Katz, R. L. (1955). Skills of an effective administratorHarvard Business Review, 33(1), 33--42.

3 Comments

  1. Hi Natasha

    This journal was interesting for me to read because I felt as if it helped me understand the relationship between the structure for reflections given by Daudelin and the concept of Bloom's taxonomy. My memory of the Daudelin reading (from memory) is that it said that if you fail to complete each stage of the reflection then you haven't really learnt anything. I think it is unreasonable to say that not completely following the structure results in you not learning anything and that it would benefit from having the word "useful" or "helpful added to the end. You have clearly done the reading and have a good enough understanding to correctly place the ideas from it in your reflection, but your reflection only weakly followed Daudelin's structure. You clearly reached the lower levels of Bloom's taxonomy but your reflection didn't show any signs of the higher levels of analysis, synthesis, and evaluation. This shows the link between Daudelin/Bloom. If you had better followed Daudelin's structure you would have been able to show how you reached the higher levels of learning.

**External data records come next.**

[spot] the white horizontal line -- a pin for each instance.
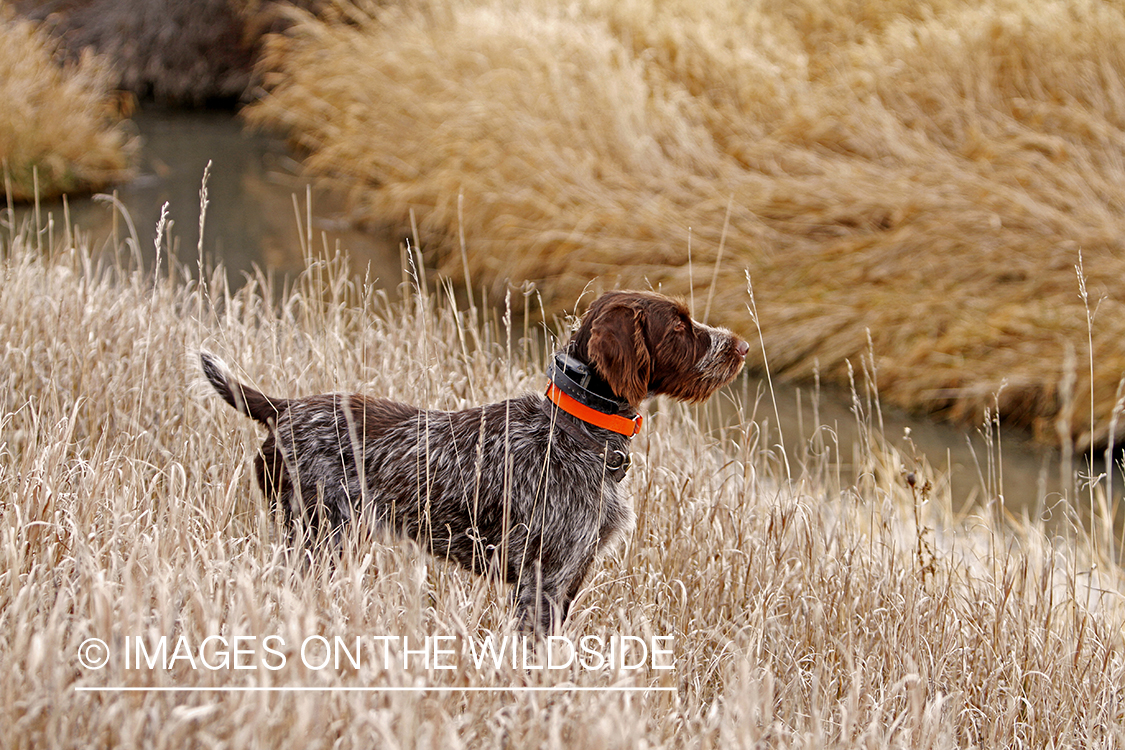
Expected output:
(435, 688)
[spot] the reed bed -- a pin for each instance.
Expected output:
(809, 605)
(915, 179)
(61, 125)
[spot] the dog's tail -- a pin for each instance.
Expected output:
(245, 399)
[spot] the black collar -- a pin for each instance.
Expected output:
(591, 403)
(581, 382)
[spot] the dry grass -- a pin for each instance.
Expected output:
(808, 612)
(62, 122)
(925, 171)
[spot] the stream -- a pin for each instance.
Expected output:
(251, 222)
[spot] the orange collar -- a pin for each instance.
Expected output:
(615, 423)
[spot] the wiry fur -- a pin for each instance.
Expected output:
(498, 488)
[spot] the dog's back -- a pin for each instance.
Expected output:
(527, 488)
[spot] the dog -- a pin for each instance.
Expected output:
(528, 489)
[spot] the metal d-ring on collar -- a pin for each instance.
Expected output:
(575, 378)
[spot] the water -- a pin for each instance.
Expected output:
(251, 222)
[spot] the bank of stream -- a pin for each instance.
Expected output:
(251, 223)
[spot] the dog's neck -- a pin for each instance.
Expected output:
(585, 407)
(576, 388)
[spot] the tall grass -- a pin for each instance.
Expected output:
(826, 611)
(61, 123)
(925, 171)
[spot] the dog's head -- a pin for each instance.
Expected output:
(646, 344)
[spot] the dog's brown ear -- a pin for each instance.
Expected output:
(618, 350)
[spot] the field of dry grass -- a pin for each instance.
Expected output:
(923, 171)
(807, 606)
(60, 124)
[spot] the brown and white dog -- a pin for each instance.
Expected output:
(528, 488)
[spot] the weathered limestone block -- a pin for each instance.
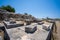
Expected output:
(30, 29)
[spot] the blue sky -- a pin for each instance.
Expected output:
(37, 8)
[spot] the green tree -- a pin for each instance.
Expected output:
(8, 8)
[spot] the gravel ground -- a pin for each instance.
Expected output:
(57, 35)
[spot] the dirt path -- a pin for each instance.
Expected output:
(57, 35)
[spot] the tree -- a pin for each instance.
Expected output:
(8, 8)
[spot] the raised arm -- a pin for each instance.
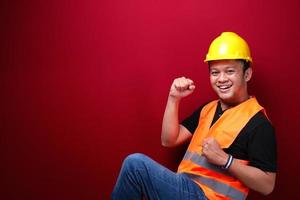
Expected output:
(173, 133)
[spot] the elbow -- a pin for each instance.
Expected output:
(268, 190)
(166, 142)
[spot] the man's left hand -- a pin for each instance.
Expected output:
(213, 152)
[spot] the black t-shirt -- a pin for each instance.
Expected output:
(256, 142)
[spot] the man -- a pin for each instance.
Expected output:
(232, 143)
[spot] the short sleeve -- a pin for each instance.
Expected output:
(191, 122)
(262, 147)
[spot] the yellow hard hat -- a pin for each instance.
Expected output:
(228, 45)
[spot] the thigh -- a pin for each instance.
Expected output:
(158, 182)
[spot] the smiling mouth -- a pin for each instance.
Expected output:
(224, 88)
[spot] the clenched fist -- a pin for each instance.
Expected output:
(181, 87)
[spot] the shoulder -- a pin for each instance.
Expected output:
(259, 120)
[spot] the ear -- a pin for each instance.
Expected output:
(248, 74)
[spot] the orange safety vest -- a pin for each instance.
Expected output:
(216, 182)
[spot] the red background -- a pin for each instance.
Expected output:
(84, 83)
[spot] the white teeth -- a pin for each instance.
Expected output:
(224, 87)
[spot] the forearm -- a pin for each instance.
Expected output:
(170, 124)
(253, 177)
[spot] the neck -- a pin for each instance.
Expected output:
(226, 105)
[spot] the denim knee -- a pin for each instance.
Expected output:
(134, 160)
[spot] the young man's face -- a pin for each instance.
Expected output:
(229, 81)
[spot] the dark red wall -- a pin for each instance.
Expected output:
(84, 83)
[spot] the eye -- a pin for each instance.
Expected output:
(214, 73)
(230, 71)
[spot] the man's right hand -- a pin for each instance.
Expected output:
(181, 87)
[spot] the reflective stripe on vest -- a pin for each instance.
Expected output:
(217, 183)
(219, 187)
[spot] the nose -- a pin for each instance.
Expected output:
(222, 77)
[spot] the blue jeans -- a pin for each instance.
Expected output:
(140, 177)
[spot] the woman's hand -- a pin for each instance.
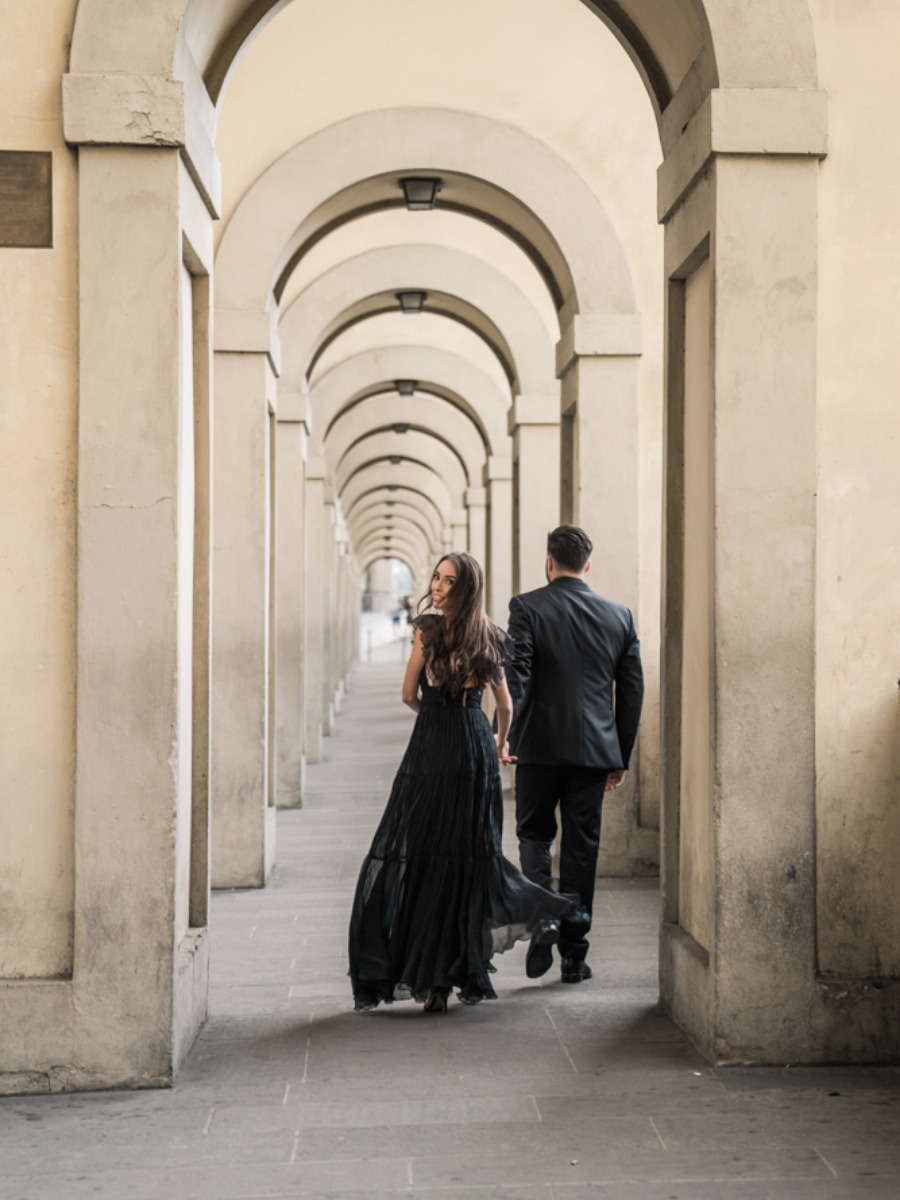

    I hope this makes sense because I definitely feel as if I understand the importance of the Daudelin structure a lot better than before. If you have any questions just ask (smile)

  2. Hi Natatsha,

    I really like how you brought up the issue of how people go about achieving their tasks vs the task results themselves. This shows you have taken in the double loop learning readings as well and are applying past theory into your current appraisal of your situation thus far. It shows that you are progressively critically reflecting  in a proactive and reflective manner. Focusing on the real issue at hand: the results shows that you have the right target in mind however as Jacob noted there is a lack of the interrelated aspects of Blooms taxonomy at work in this journal. I can also empathise as I feel my last few journals have been the same. The best advise I can give is to go over the notes Peter gave in the earlier weeks journals and re apply what was stated there. Other wise very well written and it brings up some interesting points about introverts and the task focus vs method focus approach.

     

  3. My reading of your learning journal is:

    Problem: How can I, as a introvert be more successful

    Analysis: It turns out that one does not need to be an extrovert to succeed (Didn't the Collins' reading say as much; shame you didn't make that link.

    Solution/Action: Concentrate on delivering results, rather than worrying about being an introvert.

     

    Okay. That's fine. I think you could have dug a little deeper in how you might concentrate on delivering results (or on how you might better set aside the pressures from society). But this is a solid journal.